Depuis quelques semaines, l’ONCF part en vrille. Encore plus qu’avant. Les incidents se comptent par dizaines chaque semaine. Les usagers les subissent de plein fouet. Tant pis s’ils ratent des avions, des RDV importants, arrivent en retard à leur travail chaque jour ou voyagent dans des conditions indignes, même pour du bétail. Et la direction de l’ONCF ne semble guère s’en soucier. On ne compte plus les sit-in, les réclamations par centaines (auxquelles ils ne répondent jamais), et les articles de presse. Les dirigeants de l’ONCF restent enfermés dans leur tours d’ivoire, laissant leurs employés sur le terrain (dans les gares et trains) subir de plein fouet les foudres des usagers.

Tout au long des derniers mois, l’ONCF a connu des incidents ou accidents, les uns plus graves que les autres, entrainant des perturbations et des dysfonctionnements majeurs :

  • 25 mai 2014 : Un incendie se déclare dans un wagon pas loin de la gare de Rabat Agdal. Probablement dû à un court circuit. Pas de victimes heureusement.
  • 20 aout 2014 : Déraillement d’un train entre Mohammedia et Casablanca, ayant causé la mort d’un cheminot, et plusieurs blessés parmi les passagers
  • 9 avril 2015 : Un incendie se déclare dans un train près de Meknès, entrainant l’intervention des pompiers, et l’arrêt de la circulation des trains sur ce trançon
  • 20 avril 2015: Un train a roulé sans chauffeur, sur une distance de 1,5 Km, alors qu’il transportait des passagers à partir de la gare de Kenitra
  • 30 avril 2015 : Un train est tombé en panne vers Kenitra. De la fumée s’est dégagée de la locomotive, entrainant l’enfumage des passagers, et le blocage total de la circulation des trains navette pendant de longues heures. Des passagers excédés occupent alors la voie à la gare de Temara, pour protester contre les retards interminables. Résultat, le train devant quitter Rabat à 7h30 arrive à Casa Port aux environs de 11h.
  • 12 mai 2015 : La rupture de l’alimentation électrique aux environs de Mohammedia bloque le trafic pendant 3h. Les passagers vivent l’enfer au bord des trains. Sans parler des passagers bloqués dans les gares, et qui ont dû attendre des heures avant l’arrivée de leurs trains.
  • 12 mai 2015 : Un train phosphatier déraille aux environs de Khouribga ne causant aucun dégât humain, mais entrainant des dégâts matériels visiblement importants

Cette liste est, bien entendu, non exhaustive, et a pour seul intérêt de démontrer que le laisser-aller des responsables et employés de l’ONCF a atteint des niveaux sans précédents. Et on ne parlera pas des trains constamment en retard, des climatisations en panne en plein été (et sans possibilité d’ouvrir les fenêtres), des trains surencombrés et insuffisants en heure de pointe… Même les ministres de tutelle, MM. Rebbah et Boulif confirment la dégradation des services de l’Office, mais ne semblent pas s’en soucier plus que cela.
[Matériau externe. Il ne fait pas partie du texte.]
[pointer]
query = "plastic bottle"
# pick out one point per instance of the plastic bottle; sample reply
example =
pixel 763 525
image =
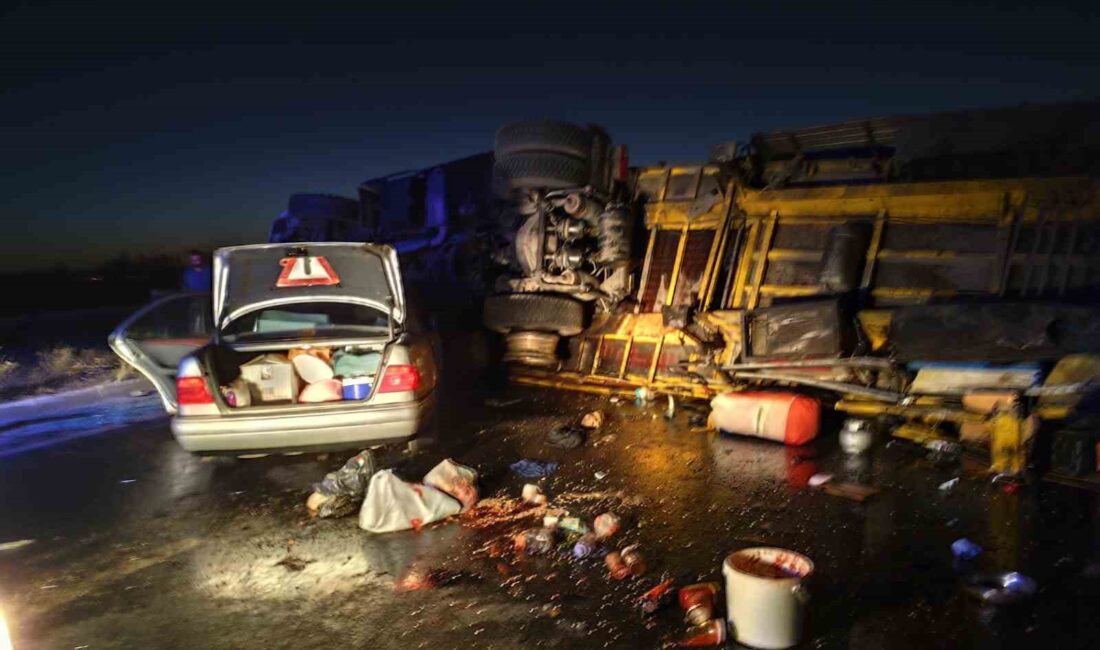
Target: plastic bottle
pixel 584 547
pixel 606 525
pixel 535 541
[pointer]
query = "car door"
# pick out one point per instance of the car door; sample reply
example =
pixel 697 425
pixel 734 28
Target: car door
pixel 155 338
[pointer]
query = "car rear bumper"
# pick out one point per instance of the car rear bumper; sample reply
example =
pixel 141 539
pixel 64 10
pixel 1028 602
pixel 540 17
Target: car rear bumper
pixel 374 425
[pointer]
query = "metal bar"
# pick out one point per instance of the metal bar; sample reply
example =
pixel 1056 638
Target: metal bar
pixel 657 357
pixel 595 357
pixel 1048 257
pixel 646 264
pixel 872 250
pixel 769 232
pixel 875 362
pixel 790 290
pixel 1031 256
pixel 746 261
pixel 712 264
pixel 911 293
pixel 732 266
pixel 837 386
pixel 1066 268
pixel 675 266
pixel 924 254
pixel 794 255
pixel 626 356
pixel 1007 231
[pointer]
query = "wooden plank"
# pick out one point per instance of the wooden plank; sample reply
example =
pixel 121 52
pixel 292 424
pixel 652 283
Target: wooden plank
pixel 769 232
pixel 872 251
pixel 746 261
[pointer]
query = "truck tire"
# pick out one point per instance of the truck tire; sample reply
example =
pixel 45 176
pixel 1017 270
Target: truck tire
pixel 542 135
pixel 536 312
pixel 543 171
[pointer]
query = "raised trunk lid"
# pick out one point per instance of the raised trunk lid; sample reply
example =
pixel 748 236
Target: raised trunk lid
pixel 266 275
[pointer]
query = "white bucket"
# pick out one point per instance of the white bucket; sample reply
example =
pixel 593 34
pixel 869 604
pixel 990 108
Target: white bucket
pixel 766 610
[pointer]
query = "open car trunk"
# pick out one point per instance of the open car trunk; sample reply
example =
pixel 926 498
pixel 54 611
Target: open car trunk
pixel 271 382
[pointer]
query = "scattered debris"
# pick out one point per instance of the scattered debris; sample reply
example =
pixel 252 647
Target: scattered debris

Et puis, parlons des difficultés financières de l’Office. L’ONCF affiche un résultat net négatif de 220 millions de DH au titre de l’année 2014. Cette descente aux enfers ne fait que commencer, en raison de l’arrêt progressif du transport des phosphates de Khouribga à Casa et Jorf Lasfar (avec l’entrée en marche du pipeline OCP) et dont les revenus représentaient ~40% du chiffre d’affaires total de l’Office, de l’endettement massif dû au projet TGV, et avec la subvention à venir des billets TGV qui ne devraient pas dépasser 200 à 300 DH entre Rabat et Tanger (contre un coût réel estimé entre 700 et 1000 DH). Avec tout cela, l’ONCF ne pourra pas échapper à l’avenir à une situation similaire à celle de l’ONEE aujourd’hui : un office avec des déficit abyssaux, et un endettement colossal, incapable de s’en sortir sans plan d’aide publique massif. Plusieurs acteurs avaient pourtant levé l’alerte sur ce projet inutile, inefficient et surtout, très défavorable financièrement à l’Office.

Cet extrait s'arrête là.